I always like to point to Michael Pyatok’s writing on this subject. In criticizing New Urbanism, the post-1980s movement toward more traditional downtown and neighborhood design, he asked why urban buildings and neighborhoods couldn’t have relatively clean, light industry on their ground floors. Why only service and retail businesses, he asked. I would extend this argument. Why should cities seek to attract mainly white-collar creative types instead of blue-collar creative types? The synergy cities are trying to develop by bringing together “creative” people can only be enhanced.
While the workshop presenter did not think car repair was a good use in a creative economy downtown, she gave car design a definite thumbs-up. Even if the car designer needs to know multiple computer design programs to design something (always a questionable assumption), I’d imagine a mechanic, or an unemployed Ford or GM worker, could be a good candidate.
Creative economy practitioners should be sure to include creative people in the new downtowns, whether or not these creative types meet the theorists’ criteria for what is creative. Kudos to Florida for noting in his second book on creative economies that “creativity is as … innate a characteristic to all human beings as thought itself.”
Amen. I realize there are considerations to do with fumes, but I’m always surprised when car repair shops are listed as obviously awful neighborhood businesses.
And blue-collar creatives are the ones, for example, figuring out how to do adpative reuse and green building and energy retrofits, not to mention repairing the infrastructure that Florida disparages our government (rightly) for neglecting.
It’s also worth noting the point made once by a former (writer) colleague of mine: he noted that the only people he’d gone to (a well-off suburban) high school with who were really doing well economically were the ones who’d skipped college and become contractors. Having those guys to want to live in the city instead of the burbs would be awesome.

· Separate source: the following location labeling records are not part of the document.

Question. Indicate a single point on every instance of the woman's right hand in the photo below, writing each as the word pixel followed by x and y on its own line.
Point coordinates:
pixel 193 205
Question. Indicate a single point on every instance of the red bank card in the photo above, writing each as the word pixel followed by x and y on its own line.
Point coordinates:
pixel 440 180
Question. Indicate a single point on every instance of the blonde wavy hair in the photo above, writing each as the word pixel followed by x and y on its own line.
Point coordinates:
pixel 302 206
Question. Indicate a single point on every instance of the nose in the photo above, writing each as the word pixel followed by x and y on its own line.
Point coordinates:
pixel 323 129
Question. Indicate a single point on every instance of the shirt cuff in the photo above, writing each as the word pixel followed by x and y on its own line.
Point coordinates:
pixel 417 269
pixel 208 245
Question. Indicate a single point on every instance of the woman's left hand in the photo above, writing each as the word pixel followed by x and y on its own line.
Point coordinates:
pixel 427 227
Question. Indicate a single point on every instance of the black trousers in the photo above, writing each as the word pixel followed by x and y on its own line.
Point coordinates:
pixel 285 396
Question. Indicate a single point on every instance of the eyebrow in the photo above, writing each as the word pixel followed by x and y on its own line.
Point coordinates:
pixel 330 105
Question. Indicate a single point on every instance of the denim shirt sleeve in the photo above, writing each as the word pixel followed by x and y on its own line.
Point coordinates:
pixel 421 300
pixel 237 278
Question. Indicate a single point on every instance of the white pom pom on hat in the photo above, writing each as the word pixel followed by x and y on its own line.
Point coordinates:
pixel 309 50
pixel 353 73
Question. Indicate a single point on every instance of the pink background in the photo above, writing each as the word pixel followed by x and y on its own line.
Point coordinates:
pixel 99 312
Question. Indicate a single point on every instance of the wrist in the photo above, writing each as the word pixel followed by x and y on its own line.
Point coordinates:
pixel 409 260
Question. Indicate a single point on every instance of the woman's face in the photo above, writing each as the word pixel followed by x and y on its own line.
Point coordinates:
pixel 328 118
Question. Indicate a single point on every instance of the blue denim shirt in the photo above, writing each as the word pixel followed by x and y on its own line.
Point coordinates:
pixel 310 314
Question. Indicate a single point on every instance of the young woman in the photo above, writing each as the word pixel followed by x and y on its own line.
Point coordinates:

There is concern in planning circles that with “revitalization,” so disappears service industry zones. Properties containing auto shops, gas stations, appliance repair, etc. get purchased and rezoned from service use to tailor whatever new use takes its place. A variety of in-town uses is necessary for any thriving community. It’s true that no one wants to live next to a gas station, but how far do people want to drive to get a flat repaired or their car AC fixed?
Yes, Matt. In fact, one could argue that that kind of urban revitalization therefore actually promotes sprawl. Has anyone made that argument?